DEFINITION: THE CONDITION OF A SURFACE OR AXIS AT A RIGHT ANGLE TO A DATUM PLANE OR AXIS. PERPENDICULARITY TOLERANCE SPECIFIES ONE OF THE FOLLOWING: A ZONE DEFINED BY TWO PLANES PERPENDICULAR TO A DATUM PLANE OR AXIS, OR A ZONE DEFINED BY TWO PARALLEL PLANES PERPENDICULAR TO THE DATUM AXIS.
If the surface to be machined is to be perpendicular with the datum plane facing the chuck, how do we control this datum face to ensure that the perpendicularity results are acceptable? What might explain the challenge in achieving capability? What is the cost of scrap really costing you?
What is needed, is a qualified surface on the chuck face that in turn acts as a datum reference for the work piece. A separate, but stationary “part stop” (or “locator”) performs best in this regard.
Why might the results still not be acceptable even if this is the course of action taken?

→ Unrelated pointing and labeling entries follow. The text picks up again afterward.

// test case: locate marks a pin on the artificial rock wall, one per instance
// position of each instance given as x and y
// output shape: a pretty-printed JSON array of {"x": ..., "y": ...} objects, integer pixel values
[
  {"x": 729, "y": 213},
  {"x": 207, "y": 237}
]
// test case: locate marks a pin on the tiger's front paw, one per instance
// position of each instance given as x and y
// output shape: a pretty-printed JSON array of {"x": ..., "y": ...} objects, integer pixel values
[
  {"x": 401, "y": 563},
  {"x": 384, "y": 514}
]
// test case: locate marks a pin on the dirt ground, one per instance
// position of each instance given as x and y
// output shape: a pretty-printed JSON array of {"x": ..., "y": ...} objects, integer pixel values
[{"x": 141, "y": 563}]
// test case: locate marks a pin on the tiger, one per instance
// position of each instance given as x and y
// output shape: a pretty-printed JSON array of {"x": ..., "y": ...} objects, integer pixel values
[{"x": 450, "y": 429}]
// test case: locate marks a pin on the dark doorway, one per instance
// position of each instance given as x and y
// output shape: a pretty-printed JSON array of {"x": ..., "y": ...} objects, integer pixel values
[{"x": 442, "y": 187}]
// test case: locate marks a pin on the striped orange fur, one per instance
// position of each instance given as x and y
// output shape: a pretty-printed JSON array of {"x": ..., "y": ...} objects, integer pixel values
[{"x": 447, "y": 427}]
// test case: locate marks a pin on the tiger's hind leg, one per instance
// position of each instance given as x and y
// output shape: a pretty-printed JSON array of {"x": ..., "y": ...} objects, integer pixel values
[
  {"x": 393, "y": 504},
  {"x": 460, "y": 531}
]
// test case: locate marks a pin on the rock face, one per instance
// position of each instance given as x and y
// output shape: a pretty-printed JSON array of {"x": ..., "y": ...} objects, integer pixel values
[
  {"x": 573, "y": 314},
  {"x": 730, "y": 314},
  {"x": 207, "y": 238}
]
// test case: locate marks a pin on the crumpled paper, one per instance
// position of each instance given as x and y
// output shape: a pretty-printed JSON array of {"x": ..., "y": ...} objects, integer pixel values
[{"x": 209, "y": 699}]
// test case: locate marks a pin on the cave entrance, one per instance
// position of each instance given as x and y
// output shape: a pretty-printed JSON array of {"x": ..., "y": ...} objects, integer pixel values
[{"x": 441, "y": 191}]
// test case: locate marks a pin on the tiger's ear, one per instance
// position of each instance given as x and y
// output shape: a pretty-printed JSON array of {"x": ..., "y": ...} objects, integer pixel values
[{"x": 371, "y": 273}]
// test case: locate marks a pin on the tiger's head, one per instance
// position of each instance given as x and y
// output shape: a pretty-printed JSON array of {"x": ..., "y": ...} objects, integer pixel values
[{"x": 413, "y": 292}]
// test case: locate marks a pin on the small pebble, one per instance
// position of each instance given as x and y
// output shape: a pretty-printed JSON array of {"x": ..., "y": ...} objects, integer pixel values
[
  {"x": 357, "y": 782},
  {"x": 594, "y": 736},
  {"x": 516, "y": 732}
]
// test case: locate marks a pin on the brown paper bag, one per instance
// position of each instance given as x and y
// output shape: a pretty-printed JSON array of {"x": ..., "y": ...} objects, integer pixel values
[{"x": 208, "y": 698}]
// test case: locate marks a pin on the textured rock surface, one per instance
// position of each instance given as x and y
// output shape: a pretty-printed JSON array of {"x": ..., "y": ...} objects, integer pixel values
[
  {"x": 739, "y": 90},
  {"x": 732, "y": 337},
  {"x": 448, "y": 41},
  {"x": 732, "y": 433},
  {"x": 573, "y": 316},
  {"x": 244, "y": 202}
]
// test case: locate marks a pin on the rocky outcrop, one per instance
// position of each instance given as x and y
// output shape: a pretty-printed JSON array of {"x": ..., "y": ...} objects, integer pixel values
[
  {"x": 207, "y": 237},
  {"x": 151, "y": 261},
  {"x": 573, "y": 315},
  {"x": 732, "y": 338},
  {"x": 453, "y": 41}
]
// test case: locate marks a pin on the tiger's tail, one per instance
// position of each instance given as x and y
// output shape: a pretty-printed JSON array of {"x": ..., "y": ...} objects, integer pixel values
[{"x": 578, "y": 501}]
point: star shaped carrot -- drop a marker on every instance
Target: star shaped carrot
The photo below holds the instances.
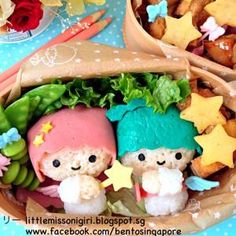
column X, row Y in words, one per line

The primary reasons are due to the chuck itself. All conventional sliding jaw chucks experience a measure of jaw “lift.” There are (4) primary reasons:
- The clearance between the master jaw and that of the body. Thus the phrase “sliding jaw” speaks to this engineered clearance.
- Due to wear this same clearance has increased over time.
- Chuck body flex.
- Hydraulic pressure is too high for the jaw height being used.
While these effects can be further reviewed, the fact remains that sliding jaw chucks inherently are not appropriate for tightly controlled perpendicularity requirements.
WHERE DOES THIS LEAVE US?
The earlier described part stop (i.e., locator) still offers us the qualified surface needed, but the chuck, rather than lifting the part away from the part stop, must instead pull the part back against this surface. Only then can we trust the control surface of the work piece to be in the right location, by which to machine the opposite surface and be assured of two perpendicular surfaces.
In low volume environments the operator can ensure this location surface is kept free of chips and contamination via 100% inspection of this surface, but in a high volume environment this isn’t an option.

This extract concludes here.